Tuesday I lay in bed in my nightgown until 7pm, resting and reading Saving the World by Julia Alvarez, which is an interesting but flawed novel. It is made of two stories--one about the life of a Julia Alvarez-type (her age, her background) writer, and the other about the adventures of a a 19th century Spanish orphanage director who helps spread smallpox vaccines in the New World. The writer, we're told, loves in different ways her husband (romantic) and an elderly neighbor (platonic), who is dying, but I didn't feel the love in either relationship. I did feel it in the historical story. And though the novel's shape is fine, you can see too easily the gears of the plot. Certain plot elements seemed to have been dropped in from above. I bought the book Monday night in my neighborhood used book store, Bookworks. I'd read mixed reviews, and I can see why. I'd wanted to read it, though, because I have worked for 16 years, off and on, part of the time in Berkeley, on a book about a performance artist who is researching a certain legend from the Holocaust. The book has taken on many forms, all of them unfinished, even though two sections of it were published. I never felt comfortable recreating scenes from the past, as Alvarez has done. I can't seem to inhabit it enough, or to be confident enough to be able to recreate all the interiors and carriages and streetscapes of the past. I wrote an essay in Berkely in 2005 that uses some of my research. It's going to be published soon. The trouble with using all the research to create fiction is that I want to keep my distance, or rather, I can't help keeping my distance. In the essay, I can swoop into the past, but briefly, and always aware of my swooping. Which is why my friend Miz P said to me, about seven years ago, You're a nonfiction writer. So I thought that was the answer. Then.

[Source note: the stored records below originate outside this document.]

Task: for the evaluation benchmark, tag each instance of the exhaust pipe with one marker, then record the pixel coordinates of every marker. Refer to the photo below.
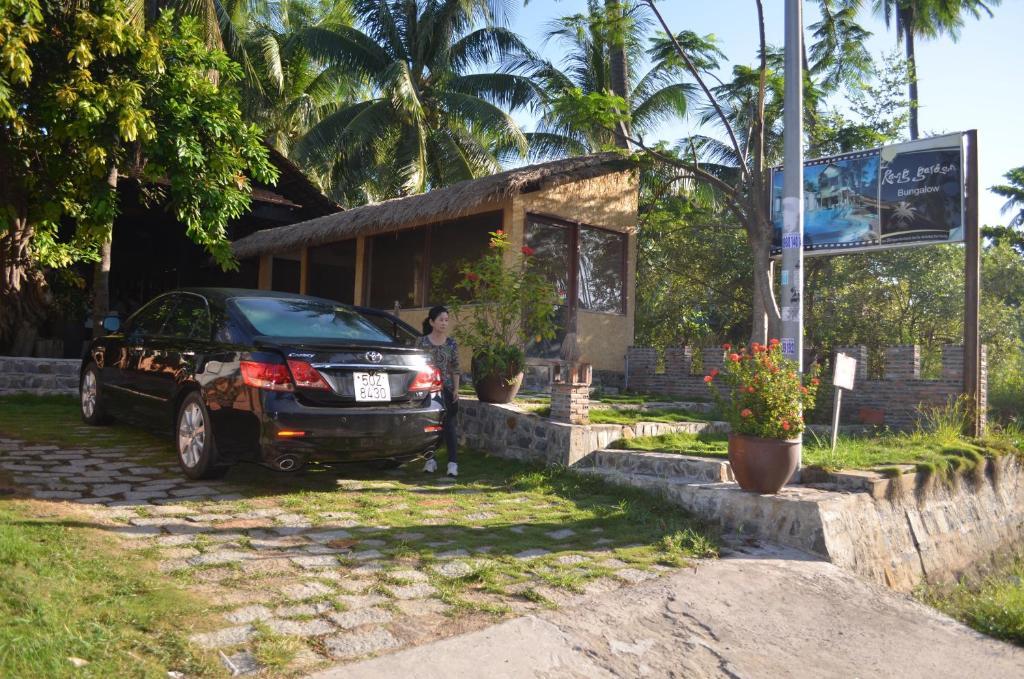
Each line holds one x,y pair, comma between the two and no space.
286,463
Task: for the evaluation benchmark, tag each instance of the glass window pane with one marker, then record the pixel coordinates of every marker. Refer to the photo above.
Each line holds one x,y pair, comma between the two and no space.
188,320
307,319
454,244
601,260
551,253
396,269
332,271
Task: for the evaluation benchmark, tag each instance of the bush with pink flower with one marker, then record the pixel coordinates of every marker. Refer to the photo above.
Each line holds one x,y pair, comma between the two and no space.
760,391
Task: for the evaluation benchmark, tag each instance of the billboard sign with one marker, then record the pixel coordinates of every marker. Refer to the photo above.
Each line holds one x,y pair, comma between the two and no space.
897,196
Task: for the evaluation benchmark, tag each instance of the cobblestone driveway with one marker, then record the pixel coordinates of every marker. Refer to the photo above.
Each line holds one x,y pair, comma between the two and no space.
351,562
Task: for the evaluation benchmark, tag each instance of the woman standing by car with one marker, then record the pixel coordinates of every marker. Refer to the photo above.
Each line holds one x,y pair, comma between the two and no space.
445,354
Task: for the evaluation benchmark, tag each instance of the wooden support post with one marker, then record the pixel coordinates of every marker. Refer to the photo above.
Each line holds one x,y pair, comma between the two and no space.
304,271
265,271
358,295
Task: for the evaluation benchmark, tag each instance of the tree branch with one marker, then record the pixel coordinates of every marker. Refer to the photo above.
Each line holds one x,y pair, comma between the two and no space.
711,97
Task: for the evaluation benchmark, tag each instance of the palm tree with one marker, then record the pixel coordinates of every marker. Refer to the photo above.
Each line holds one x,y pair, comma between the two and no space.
293,92
433,114
927,18
590,66
1014,193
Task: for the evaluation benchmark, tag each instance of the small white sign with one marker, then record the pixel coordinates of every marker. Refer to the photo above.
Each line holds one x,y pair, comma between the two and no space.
846,368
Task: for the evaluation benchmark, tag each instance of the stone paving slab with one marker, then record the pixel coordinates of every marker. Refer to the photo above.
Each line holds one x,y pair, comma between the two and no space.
342,585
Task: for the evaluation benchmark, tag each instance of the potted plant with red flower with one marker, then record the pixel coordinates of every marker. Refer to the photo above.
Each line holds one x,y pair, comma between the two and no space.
510,305
761,394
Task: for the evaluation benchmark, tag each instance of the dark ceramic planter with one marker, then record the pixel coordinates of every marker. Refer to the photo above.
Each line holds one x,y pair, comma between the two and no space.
763,465
500,388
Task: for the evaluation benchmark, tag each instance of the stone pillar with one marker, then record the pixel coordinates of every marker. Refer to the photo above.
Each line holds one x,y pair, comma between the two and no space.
952,362
903,363
570,392
678,361
858,351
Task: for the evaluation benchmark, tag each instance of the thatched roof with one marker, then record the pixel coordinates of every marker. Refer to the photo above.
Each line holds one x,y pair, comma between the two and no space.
449,203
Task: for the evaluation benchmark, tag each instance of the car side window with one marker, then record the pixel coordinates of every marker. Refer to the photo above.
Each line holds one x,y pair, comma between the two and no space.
188,320
148,321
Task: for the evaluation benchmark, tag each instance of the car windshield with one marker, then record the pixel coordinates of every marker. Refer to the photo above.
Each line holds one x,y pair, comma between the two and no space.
307,319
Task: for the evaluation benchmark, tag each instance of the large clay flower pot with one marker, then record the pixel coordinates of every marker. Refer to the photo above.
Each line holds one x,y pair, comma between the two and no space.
496,388
763,465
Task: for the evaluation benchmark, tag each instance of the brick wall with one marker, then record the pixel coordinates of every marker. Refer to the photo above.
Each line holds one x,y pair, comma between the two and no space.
895,397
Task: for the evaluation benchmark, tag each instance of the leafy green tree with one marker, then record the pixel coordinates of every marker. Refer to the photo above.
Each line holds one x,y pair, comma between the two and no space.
434,115
94,96
1014,193
927,18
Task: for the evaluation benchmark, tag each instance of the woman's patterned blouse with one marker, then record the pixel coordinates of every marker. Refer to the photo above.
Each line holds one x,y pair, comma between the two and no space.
445,357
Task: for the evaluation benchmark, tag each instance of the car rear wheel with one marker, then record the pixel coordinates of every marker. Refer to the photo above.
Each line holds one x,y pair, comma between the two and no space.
197,453
89,397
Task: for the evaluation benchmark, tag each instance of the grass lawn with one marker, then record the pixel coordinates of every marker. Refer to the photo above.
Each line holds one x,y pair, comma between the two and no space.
993,606
72,592
504,538
932,453
55,420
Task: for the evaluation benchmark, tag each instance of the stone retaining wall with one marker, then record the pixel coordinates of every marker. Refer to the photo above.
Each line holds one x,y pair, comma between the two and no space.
39,376
505,431
897,395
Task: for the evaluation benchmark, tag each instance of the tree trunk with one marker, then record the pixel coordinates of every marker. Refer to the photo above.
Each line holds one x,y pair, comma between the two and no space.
101,271
912,77
620,64
767,320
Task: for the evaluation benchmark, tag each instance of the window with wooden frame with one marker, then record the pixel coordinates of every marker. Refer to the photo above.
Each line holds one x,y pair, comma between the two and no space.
586,263
419,266
332,271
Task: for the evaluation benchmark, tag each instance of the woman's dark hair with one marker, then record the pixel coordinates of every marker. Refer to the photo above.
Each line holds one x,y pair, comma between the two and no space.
432,315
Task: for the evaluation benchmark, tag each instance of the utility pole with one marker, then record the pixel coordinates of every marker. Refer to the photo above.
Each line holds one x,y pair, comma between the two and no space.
793,189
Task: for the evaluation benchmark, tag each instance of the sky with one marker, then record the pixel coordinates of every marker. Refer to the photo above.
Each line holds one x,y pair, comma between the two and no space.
976,83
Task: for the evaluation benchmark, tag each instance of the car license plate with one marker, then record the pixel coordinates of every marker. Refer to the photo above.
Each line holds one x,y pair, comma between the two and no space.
372,386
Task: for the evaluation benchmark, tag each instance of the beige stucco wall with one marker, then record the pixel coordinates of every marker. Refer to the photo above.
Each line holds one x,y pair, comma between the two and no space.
608,202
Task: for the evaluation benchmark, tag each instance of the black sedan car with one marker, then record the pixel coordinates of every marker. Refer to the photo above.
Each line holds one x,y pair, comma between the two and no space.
268,377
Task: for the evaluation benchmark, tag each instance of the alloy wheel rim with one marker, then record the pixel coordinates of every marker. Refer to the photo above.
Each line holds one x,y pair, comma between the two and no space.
192,434
89,394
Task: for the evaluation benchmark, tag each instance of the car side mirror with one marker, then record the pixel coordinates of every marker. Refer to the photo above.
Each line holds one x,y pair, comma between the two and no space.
112,324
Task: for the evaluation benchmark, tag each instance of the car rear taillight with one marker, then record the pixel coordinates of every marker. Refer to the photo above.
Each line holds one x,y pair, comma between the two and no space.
273,377
427,380
306,376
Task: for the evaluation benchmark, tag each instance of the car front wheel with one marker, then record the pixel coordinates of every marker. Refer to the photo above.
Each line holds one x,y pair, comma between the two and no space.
89,397
197,453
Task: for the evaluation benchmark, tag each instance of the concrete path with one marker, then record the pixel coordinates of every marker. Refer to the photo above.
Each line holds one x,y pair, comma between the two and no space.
766,613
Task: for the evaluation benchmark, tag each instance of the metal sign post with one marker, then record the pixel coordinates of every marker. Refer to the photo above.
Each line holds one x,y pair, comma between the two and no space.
846,368
793,189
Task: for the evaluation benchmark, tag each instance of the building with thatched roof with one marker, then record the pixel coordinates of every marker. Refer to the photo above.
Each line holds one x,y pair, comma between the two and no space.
578,214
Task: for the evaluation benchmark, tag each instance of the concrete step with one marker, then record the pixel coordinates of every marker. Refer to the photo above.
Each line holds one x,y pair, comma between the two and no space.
682,468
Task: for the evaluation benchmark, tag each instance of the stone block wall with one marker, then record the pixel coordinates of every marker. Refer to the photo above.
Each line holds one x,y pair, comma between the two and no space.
898,394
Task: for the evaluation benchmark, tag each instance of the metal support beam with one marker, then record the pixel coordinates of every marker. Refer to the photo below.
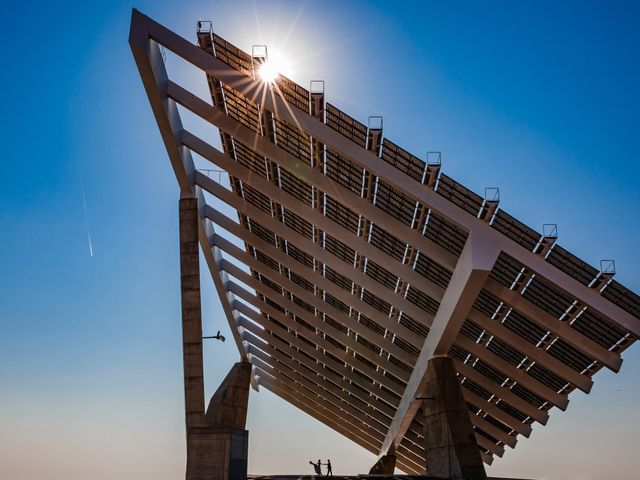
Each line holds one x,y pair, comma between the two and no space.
473,268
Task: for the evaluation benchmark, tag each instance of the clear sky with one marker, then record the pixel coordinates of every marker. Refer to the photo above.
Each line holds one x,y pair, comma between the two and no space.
538,98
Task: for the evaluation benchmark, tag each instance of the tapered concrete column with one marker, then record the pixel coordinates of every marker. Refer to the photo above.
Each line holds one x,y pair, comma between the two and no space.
386,465
218,450
191,313
450,444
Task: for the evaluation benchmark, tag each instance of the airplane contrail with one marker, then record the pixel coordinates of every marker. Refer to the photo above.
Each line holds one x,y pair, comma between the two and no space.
86,222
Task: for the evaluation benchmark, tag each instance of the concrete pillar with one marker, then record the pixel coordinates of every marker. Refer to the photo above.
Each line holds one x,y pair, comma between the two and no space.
386,465
217,443
191,313
450,444
219,449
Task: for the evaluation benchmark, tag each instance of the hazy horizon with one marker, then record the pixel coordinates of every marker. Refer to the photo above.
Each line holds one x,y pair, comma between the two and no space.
538,98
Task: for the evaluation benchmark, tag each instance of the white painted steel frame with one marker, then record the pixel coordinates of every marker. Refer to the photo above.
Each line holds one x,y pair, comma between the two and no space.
457,299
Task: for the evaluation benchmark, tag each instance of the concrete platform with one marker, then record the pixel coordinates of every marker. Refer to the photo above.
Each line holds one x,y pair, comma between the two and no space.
361,477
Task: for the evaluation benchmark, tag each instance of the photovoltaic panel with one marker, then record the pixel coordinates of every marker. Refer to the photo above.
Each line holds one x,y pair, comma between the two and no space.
308,324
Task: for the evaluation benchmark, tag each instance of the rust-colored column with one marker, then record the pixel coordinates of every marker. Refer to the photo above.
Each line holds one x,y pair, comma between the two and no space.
191,313
450,444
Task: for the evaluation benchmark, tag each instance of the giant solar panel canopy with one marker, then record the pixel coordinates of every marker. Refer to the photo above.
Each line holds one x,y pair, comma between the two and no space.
349,262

I got dressed Tuesday finally to go to dinner at B and S's house. Our friend L the II was visiting from Australia. He says typical Australian humor is poking fun at your mates. So I was more audacious than usual about insulting people who were there and at one point S and I laughed until I was teary-eyed. Later she touched up my fading henna. Besides the half-block excursion to dinner, I didn't leave the house all day. I didn't walk my three miles. I didn't go to the immigration rally downtown. I felt guilty but I didn't feel like going and I would only be going so that I could say I'd gone if anyone asked me. I made excuses to myself: my stomach has been upset for a few days, I need to rest, I HAVE CANCER. I don't know how effective it is to use the cancer card with yourself. I needed L to tell me that I should rest when I feel like it and he did. I want to be in favor of everything the rally was in favor of, but I don't honestly know where I stand on immigration. I suppose deep down I believe everyone should be able to live anywhere, but the earth would tilt because so many people would come to the US and Europe. I do believe the US has some responsibility for the economy of Mexico, but I don't believe, as I heard Rev. Slim Coleman say on Friday, that the US is responsible for the factors that pushed Elvira Arellano, the illegal immigrant who has found sanctuary in his church, to come here. The US, he said, devalued the peso and dumped cheap corn on Mexico's markets, driving down the price of corn in Mexico, which her family planted and sold. It can't all be the US's fault. But if I were to hear someone blaming everyone but the US, I would think the US was culpable. (Now that I read what Slim Coleman said, in my own words, it sounds reasonable.) I don't think it's right that Arellano is sending her eight-year-old son all around the country to make speeches. But maybe that's what he wants to do. Maybe he feels helpless otherwise and is proud to speak on behalf of his mother. As I said, I don't know where I stand in immigration--amnesty for more than 12 million, which would encourage millions more?--but I should stand somewhere.